Agam Jain is the co-founder and CPO of Tenssorfuse, a Y Combinator-backed company pioneering serverless inference infrastructure.
Nvidia just paid $20 billion for Groq’s inference technology in what is the semiconductor giant’s largest deal ever. The question is: Why would the company that already dominates AI training pay this much for an inference startup?
Because training was the first phase. Inference is now scaling rapidly and becoming the dominant cost for AI companies.
Every ChatGPT query, every AI agent action, every generated video is based on inference. Training a model is a one-time capital expense. Serving it is the recurring operational cost that scales with every user, every request, every second of uptime.
Over the past few years, I have worked with AI infrastructure companies across very different industries: a leading video generation lab, a frontier world-models company, a pharmaceutical company building internal AI tooling and a space technology company using large language models (LLMs) for code security. Despite their differences, they all hit the same four challenges when scaling inference.
1. Picking The Right Hardware For Your Workload
Hardware choice is not just about getting GPUs—it is about matching chip architecture to your model type and latency requirements.
Nvidia dominates the world of GPUs, with roughly 90% market share. Its H100 and B200 chips are the default choice, and for good reason: The CUDA ecosystem is mature, tooling is abundant and engineers know how to work with them. But defaults are not always optimal.
• If you are serving LLMs and latency is critical, Groq’s LPU architecture is purpose-built for speed. This is exactly what Nvidia just acquired.
• If your models are memory-heavy with large context windows, AMD’s MI300X offers 192GB of HBM, which is 2.4 times the memory capacity of Nvidia’s H100.
• If you have high-throughput workloads where latency tolerance is higher, AWS Inferentia and Google TPU can reduce cost per token.
Match chip to workload.
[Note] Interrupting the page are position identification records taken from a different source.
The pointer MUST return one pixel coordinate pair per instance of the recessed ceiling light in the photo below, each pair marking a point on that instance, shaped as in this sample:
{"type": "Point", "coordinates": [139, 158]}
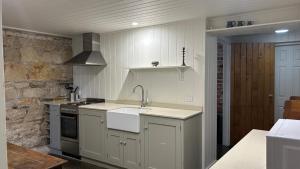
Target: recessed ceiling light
{"type": "Point", "coordinates": [281, 31]}
{"type": "Point", "coordinates": [134, 23]}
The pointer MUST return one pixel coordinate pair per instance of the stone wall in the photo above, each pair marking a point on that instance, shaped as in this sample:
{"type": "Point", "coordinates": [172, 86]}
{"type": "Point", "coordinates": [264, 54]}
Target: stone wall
{"type": "Point", "coordinates": [33, 72]}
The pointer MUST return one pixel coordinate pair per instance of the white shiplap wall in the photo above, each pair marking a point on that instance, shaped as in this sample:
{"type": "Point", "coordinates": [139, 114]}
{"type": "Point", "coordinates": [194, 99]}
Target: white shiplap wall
{"type": "Point", "coordinates": [139, 47]}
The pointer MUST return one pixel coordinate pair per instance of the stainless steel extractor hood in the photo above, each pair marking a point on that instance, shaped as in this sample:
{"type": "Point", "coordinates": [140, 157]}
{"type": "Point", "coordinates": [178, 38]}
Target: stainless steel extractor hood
{"type": "Point", "coordinates": [91, 55]}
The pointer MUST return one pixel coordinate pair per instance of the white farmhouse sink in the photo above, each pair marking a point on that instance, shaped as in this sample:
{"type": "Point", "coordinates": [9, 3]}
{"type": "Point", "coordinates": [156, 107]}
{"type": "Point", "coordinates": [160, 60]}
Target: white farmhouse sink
{"type": "Point", "coordinates": [126, 119]}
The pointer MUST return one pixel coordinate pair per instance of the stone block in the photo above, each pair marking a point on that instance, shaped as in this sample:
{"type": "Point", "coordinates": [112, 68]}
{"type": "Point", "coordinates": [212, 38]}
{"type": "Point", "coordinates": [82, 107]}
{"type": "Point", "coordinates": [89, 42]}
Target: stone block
{"type": "Point", "coordinates": [10, 93]}
{"type": "Point", "coordinates": [34, 92]}
{"type": "Point", "coordinates": [15, 72]}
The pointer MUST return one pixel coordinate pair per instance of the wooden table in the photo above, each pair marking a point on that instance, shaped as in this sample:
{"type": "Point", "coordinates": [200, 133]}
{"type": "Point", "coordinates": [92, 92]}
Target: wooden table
{"type": "Point", "coordinates": [22, 158]}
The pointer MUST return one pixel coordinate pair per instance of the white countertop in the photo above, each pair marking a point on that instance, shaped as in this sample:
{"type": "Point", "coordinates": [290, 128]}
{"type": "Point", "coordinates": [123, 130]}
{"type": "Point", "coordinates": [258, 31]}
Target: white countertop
{"type": "Point", "coordinates": [249, 153]}
{"type": "Point", "coordinates": [56, 102]}
{"type": "Point", "coordinates": [151, 111]}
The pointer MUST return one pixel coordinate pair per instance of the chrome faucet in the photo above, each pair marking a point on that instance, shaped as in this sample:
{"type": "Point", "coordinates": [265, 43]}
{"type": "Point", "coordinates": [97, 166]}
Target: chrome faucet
{"type": "Point", "coordinates": [143, 102]}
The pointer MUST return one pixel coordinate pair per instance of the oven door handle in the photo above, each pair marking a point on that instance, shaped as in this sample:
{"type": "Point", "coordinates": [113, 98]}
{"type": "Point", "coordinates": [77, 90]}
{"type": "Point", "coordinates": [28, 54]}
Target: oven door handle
{"type": "Point", "coordinates": [67, 117]}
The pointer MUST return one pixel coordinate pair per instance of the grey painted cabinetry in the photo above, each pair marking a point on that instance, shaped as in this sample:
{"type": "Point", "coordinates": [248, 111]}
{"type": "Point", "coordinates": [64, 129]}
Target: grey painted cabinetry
{"type": "Point", "coordinates": [172, 143]}
{"type": "Point", "coordinates": [123, 149]}
{"type": "Point", "coordinates": [54, 117]}
{"type": "Point", "coordinates": [92, 132]}
{"type": "Point", "coordinates": [163, 143]}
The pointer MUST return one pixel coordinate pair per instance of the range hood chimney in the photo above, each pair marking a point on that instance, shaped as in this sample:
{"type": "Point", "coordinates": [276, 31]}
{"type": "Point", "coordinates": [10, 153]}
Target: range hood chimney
{"type": "Point", "coordinates": [91, 55]}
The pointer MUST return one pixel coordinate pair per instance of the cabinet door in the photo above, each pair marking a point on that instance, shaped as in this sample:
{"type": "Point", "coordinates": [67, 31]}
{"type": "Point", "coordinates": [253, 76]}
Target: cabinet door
{"type": "Point", "coordinates": [92, 137]}
{"type": "Point", "coordinates": [54, 115]}
{"type": "Point", "coordinates": [132, 151]}
{"type": "Point", "coordinates": [114, 147]}
{"type": "Point", "coordinates": [162, 143]}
Do not default to flagship GPUs when your latency and throughput requirements do not demand them.
2. Choosing The Right Inference Server
Your inference server choice depends on model type, target hardware and how much customization you need.
• If you are serving LLMs on Nvidia and want the fastest path to production, vLLM and SGLang offer continuous batching. PagedAttention can be used for KV cache management, while OpenAI-compatible APIs can be used out of the box.
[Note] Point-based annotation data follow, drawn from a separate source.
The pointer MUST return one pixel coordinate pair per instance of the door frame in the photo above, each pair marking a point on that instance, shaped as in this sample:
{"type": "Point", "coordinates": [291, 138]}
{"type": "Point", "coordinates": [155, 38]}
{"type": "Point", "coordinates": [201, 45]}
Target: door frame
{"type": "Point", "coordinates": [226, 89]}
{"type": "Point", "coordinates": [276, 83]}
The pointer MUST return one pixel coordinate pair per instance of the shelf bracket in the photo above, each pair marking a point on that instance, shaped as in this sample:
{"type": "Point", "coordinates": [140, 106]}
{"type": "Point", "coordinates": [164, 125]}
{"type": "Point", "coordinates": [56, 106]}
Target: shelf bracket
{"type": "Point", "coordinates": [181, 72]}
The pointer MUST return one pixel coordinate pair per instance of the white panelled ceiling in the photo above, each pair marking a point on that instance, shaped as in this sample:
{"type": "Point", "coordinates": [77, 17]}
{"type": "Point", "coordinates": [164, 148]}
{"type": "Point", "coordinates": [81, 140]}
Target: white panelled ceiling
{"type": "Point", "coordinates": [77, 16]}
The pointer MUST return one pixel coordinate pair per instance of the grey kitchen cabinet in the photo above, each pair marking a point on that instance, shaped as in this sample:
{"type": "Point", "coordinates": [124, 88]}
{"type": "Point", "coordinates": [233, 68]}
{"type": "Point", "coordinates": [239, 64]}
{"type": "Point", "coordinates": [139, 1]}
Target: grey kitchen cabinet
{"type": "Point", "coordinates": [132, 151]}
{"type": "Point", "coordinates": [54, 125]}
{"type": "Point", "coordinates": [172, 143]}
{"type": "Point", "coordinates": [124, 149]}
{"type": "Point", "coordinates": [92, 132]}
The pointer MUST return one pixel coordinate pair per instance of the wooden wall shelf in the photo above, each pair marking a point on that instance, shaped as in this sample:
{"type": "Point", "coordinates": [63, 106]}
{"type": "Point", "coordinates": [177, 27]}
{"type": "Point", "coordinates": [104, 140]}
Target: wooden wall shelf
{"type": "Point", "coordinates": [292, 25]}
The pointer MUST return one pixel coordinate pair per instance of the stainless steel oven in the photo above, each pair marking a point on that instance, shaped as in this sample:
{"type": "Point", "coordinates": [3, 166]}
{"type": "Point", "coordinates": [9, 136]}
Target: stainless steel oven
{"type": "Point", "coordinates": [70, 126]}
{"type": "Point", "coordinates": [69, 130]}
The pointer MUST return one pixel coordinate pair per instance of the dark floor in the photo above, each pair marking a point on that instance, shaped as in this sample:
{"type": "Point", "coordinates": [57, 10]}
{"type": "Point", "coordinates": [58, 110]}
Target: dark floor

• If you need maximum optimization on Nvidia hardware, TensorRT-LLM provides FP8 and INT8 quantization with multi-GPU parallelism.
• If you are running LLMs across multiple hardware backends like Nvidia, AMD and TPU, vLLM has the broadest support.
• If you are serving video, audio or image generation, there is no vLLM equivalent. You will likely build a custom stack on Triton Inference Server.
3. Orchestrating AI Containers At Scale
Everyone uses Kubernetes for inference orchestration. But vanilla K8s was not built for AI workloads, and the gaps become painful at scale.
Cold Start Time Is The First Problem
AI container images often exceed 20GB due to model weights and dependencies like CUDA and PyTorch. The standard startup process involves downloading all image layers, decompressing them and mounting the file system. For a 20GB image, this can take over 10 minutes. When your autoscaler spins up a new pod and it takes 10 minutes to serve traffic, you are either over-provisioned and wasting money or under-provisioned and dropping requests. At Tensorfuse, we built a lazy-loading snapshotter that reduces this to seconds by fetching only the files needed at runtime.
Standard Load Balancing Is The Second Problem
Basic K8s routing does not account for AI-specific patterns. You need queue-aware routing to avoid sending requests to overloaded instances, cache-aware routing to reuse KV cache where possible and latency-aware distribution to meet service level agreements (SLA). For critical workloads, run multi-region at a minimum.
4. Observability
You cannot optimize what you cannot measure. For AI inference, track three categories of metrics:
1. Resource metrics tell you how efficiently you are using your hardware. GPU utilization is the percentage of time your GPUs are actively processing workloads. GPU memory usage tracks framebuffer consumption: total, used and free. If utilization is low while you pay for full capacity, you are wasting money. Tools like Nvidia DCGM expose these metrics in Prometheus format.
2. Request metrics tell you what users experience. It’s important to track latency percentiles: p50 is your median response time, p95 captures the experience of your slower requests and p99 shows your worst-case latency. For LLMs, measure time-to-first-token (TTFT) separately from total generation time since users perceive these differently. Also, track tokens per second, error rates and queue depth.
3. Cost metrics connect infrastructure to business outcomes. Calculate cost per inference request and cost per million tokens. Use your cloud provider’s billing API or tools like Kubecost to get hourly GPU costs, then divide by request volume. This number tells you whether your inference operation is sustainable.
The Bottom Line
The Nvidia-Groq deal is a $20 billion signal about where AI infrastructure is heading. Inference is becoming the bottleneck. Training got us here. Inference determines who can scale.
If you are planning on running AI in production, make sure you consider the four challenges presented here first.
Nvidia just bet $20 billion that inference is the future. Is your infrastructure ready?